Liebe Pfarrgemeinde!

„Einmal der liebe Herrgott sein“, so heißt ein österreichischer Film aus dem Jahr 1941 mit dem unvergessenen Schauspieler Hans Moser in der Rolle eines Hotelportiers. Dieser Hotelportier möchte einmal nach Belieben schalten und walten können und als sich eine günstige Gelegenheit ergibt, tut er das dann auch.
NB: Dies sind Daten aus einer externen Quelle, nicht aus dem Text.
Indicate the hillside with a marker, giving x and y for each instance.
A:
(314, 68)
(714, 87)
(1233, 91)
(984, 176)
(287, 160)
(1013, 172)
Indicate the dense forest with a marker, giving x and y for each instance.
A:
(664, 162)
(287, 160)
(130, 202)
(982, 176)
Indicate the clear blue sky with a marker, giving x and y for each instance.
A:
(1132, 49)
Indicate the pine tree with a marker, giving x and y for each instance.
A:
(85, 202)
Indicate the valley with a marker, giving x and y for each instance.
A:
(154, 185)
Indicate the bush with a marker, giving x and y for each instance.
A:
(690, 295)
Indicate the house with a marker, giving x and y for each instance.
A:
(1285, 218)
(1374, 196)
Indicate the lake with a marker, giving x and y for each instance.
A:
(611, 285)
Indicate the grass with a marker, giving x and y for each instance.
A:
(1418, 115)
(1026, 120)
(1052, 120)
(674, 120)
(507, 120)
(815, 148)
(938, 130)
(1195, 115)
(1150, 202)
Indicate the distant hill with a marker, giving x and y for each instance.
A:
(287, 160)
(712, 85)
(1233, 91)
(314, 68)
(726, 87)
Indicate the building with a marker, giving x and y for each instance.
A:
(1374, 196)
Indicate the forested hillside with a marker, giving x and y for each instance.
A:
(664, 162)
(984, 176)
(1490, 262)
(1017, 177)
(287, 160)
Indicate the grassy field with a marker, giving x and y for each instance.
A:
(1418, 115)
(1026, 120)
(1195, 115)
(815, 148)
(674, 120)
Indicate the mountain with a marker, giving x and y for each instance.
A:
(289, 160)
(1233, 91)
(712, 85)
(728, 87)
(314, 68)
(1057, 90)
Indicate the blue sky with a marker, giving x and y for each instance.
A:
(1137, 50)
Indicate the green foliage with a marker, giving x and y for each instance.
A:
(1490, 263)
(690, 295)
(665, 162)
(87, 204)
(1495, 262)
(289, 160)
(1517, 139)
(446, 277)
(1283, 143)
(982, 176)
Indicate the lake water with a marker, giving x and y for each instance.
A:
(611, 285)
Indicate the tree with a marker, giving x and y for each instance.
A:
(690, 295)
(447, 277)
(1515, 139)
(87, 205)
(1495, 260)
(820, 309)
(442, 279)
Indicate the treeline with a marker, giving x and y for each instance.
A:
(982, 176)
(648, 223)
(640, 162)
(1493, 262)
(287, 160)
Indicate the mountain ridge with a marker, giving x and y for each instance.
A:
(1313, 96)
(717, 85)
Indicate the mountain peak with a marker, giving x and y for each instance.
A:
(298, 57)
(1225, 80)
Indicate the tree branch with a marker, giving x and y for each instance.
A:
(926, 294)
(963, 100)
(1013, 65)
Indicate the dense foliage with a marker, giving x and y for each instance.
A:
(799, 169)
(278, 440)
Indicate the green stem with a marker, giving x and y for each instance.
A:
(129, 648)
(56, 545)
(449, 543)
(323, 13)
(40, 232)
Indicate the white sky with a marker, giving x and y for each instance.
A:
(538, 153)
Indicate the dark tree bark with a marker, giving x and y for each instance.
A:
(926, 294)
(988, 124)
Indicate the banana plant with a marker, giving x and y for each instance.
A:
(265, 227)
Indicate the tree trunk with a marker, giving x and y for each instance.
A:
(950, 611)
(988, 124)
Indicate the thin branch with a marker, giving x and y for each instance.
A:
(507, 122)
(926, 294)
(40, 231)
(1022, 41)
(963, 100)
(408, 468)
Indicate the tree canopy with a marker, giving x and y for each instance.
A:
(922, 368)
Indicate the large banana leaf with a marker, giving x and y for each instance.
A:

Er stiftet dabei allerdings lediglich ein ziemliches Durcheinander und muss am Ende froh sein, dass alles sich wieder in Wohlgefallen auflöst.

Das Gottesbild, das hinter diesem moser‘schen Herrgott steht ist relativ klar: Gott ist einer, der tun kann, was ihm gerade beliebt, der sich an nichts zu halten braucht, weil er ja göttliche – also unumschränkte unumschränkte Macht hat.

Wie anders ist da das christliche Gottesbild: Da schaltet und waltet Gott eben nicht nach Belieben, weil er sich aus Liebe zu seinen Geschöpfen verpflichtet weiß. Ganz im Gegenteil: Gott geht seinen Geschöpfen nach – es ist ihm nicht egal, was aus ihnen wird. Das macht uns das Gleichnis vom verlorenen Schaf im heutigen Sonntagsevangelium einmal mehr deutlich.

Einmal der liebe Herrgott sein. Wer das missversteht und denkt, das bedeute tun und lassen zu können, wonach einem halt gerade ist, der wird wie im eingangs erwähnten Film wohl auf Dauer auch einiges Durcheinander stiften.

Wer es nach dem Bild unseres Gottes versteht und sein Handeln nach dem Handeln Gottes ausrichtet, der wird sich einen behutsamen Umgang, eine liebevolle Haltung gegenüber allen Menschen machen. Ja, mehr noch: er wird versuchen, allen Geschöpfen, wo immer es notwendig ist und wo immer es ihm möglich ist, zu helfen.

Wer das verstanden hat, der will auch nicht nur „einmal der liebe Herrgott sein“, sondern der wird vielmehr sein ganzes Leben lang versuchen, sein Handeln am liebevollen Gott zu orientieren, der dem Verlorenen nachgeht, bis er es findet.